Vietnam's business tycoons turn to farming

Thanh Nien News | 18 March 2015
 
Vietnam's business tycoons turn to farming
 
By Bao Van
 
Steel group Hoa Phat has announced plans to establish a company specializing in livestock breeding and animal feed production.

Medium_vietnam_cattleInvestment of the tycoons is just the beginning of an investment trend in agriculture in the coming time. A cow farm of Hoang Anh Gia Lai group (Photo: Hoang Anh Gia Lai).
With a chartered capital of VND300 billion ($13.6 million), the company, to be located in Hung Yen Province, is expected to launch its first products in the market in the first half of this year and achieve a turnover of VND3 trillion within three years.
 
Before Hoa Phat, which belongs to the country's third richest tycoon, Tran Duc Long, enters the market, a series of other private giants would have expanded their investment in the agriculture sector, sinking hundreds of millions of dollars in cattle breeding and growing sugarcane and maize.

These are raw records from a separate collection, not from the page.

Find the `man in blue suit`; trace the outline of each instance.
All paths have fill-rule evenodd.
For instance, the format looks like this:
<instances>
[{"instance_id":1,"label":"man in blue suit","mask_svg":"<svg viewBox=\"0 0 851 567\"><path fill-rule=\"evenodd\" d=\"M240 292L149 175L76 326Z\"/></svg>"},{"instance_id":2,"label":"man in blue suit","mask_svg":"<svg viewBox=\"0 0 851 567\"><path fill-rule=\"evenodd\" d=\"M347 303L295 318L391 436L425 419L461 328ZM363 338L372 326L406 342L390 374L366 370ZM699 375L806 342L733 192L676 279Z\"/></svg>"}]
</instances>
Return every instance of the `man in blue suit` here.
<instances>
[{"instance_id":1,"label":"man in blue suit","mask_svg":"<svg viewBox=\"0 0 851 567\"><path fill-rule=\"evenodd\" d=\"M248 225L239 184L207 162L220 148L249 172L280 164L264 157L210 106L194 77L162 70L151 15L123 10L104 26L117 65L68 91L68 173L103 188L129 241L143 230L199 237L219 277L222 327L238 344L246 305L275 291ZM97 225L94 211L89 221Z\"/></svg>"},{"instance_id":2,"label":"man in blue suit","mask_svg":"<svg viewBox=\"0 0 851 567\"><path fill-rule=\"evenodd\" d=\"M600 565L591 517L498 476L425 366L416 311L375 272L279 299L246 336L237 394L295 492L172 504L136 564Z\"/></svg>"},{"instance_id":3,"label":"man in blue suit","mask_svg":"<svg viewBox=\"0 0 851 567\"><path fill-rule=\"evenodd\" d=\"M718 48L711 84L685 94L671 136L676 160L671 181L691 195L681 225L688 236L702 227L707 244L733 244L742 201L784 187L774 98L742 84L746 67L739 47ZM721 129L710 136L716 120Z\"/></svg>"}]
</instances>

Finding that the real estate sector, despite its big profit potential, poses many risks, the country’s second richest person and owner of property conglomerate Hoang Anh Gia Lai, Doan Nguyen Duc, decided to invest in growing rubber, sugarcane and maize and breeding cattle in Laos and Cambodia and Vietnam.
 
His group recently announced that it is divesting from one of the biggest property projects in Myanmar to focus on agriculture.

Vo Truong Son, a spokesperson for Hoang Anh Gia Lai, said the company would invest part of the $275 million to be realized from it in its dairy farms. The company plans to raise its current herd of 30,000 cows to over 200,000.

Another part will be used to repay debts and invest in palm oil projects.

The company has transformed from a real estate company to the country’s largest owner of agricultural land in just a few years. Hoang Anh Gia Lai said it has 100,000 hectares under cultivation.

Its financial statements show that sugarcane was its biggest earner last year, contributing around 34 percent of its total revenue of VND3 trillion.

Property development only accounted for 25 percent.

Last September real estate group Duc Long Gia Lai also announced a dairy project worth VND11 trillion.

In collaboration with local milk producer Vinamilk and Sweden’s leading producer of dairy and farming machinery, Delaval Corporation, the company plans to raise 80,000 cows for milk and 45,000 for meat, and build infrastructure, meadows, and barns.

One tycoon who has achieved great success in agriculture is Thai Huong, vice chairwoman and CEO of BacA Bank, an important source of funding for her ventures in the sector. Huong has been recognized by Forbes as among the top 50 powerful businesswomen in Asia in 2015.

She entered the sector by establishing milk producer TH in 2009. TH Group has invested $450 million to import and raise cows to produce fresh milk products.

With over 40,000 dairy cows, TH estimates its 2014 revenue exceeded $200 million and it had a one-third share of the fresh-milk market.

Talking about the reason for investing in agriculture, Đức said it requires less capital, poses fewer risks and consistently brings profits compared to property, especially in the current situation.

Nguyen Do Anh Tuan, deputy head of the Institute of Policy and Strategy for Agriculture and Rural Development, said investment in agriculture is aimed at grabbing opportunities created by the Trans-Pacific Partnership Agreement and free trade agreements with the EU and other partners expected to be signed this year. The tariffs imposed on agricultural products will be cut for each other by members.

The investments in agriculture are just the beginning of a trend, Tuan forecast.

Vietnam’s largest property developer Vingroup, which belongs to the country's richest person, Pham Nhat Vuong, has also expressed a desire to invest in growing vegetables and fruits in Quang Ninh Province.

Barriers

But despite all this, investment in the agricultural sector remains modest.

According to the Ministry of Agriculture and Development, the country has only around 3,500 companies operating in the agriculture, forestry and fisheries sector, most of them small and medium-sized ones.

Economist Nguyen Minh Phong said one of the biggest barriers is that companies find it hard to identify large areas for agricultural production since regulations related to land compensation, taxes, and investment incentives are unclear.

To attract more investment into agriculture, the government should upgrade infrastructure, improve training for workers in the sector, and zone large areas for certain crops, he said.

“If the issues are resolved, the sector will be attractive not only to local enterprises, but also foreign ones.”

Foreign investment in the sector accounts for only 1.46 percent of total FDI, down from 8 percent in 2011, most of it in animal husbandry, animal feed production, afforestation, and growing timber, according to the agriculture ministry.

Last year the agricultural sector saw growth of 3.31 percent, and export revenues of $30.86 billion.
Vietnam’s agricultural exports consist mainly of woodwork items, coffee, and pepper, the ministry said.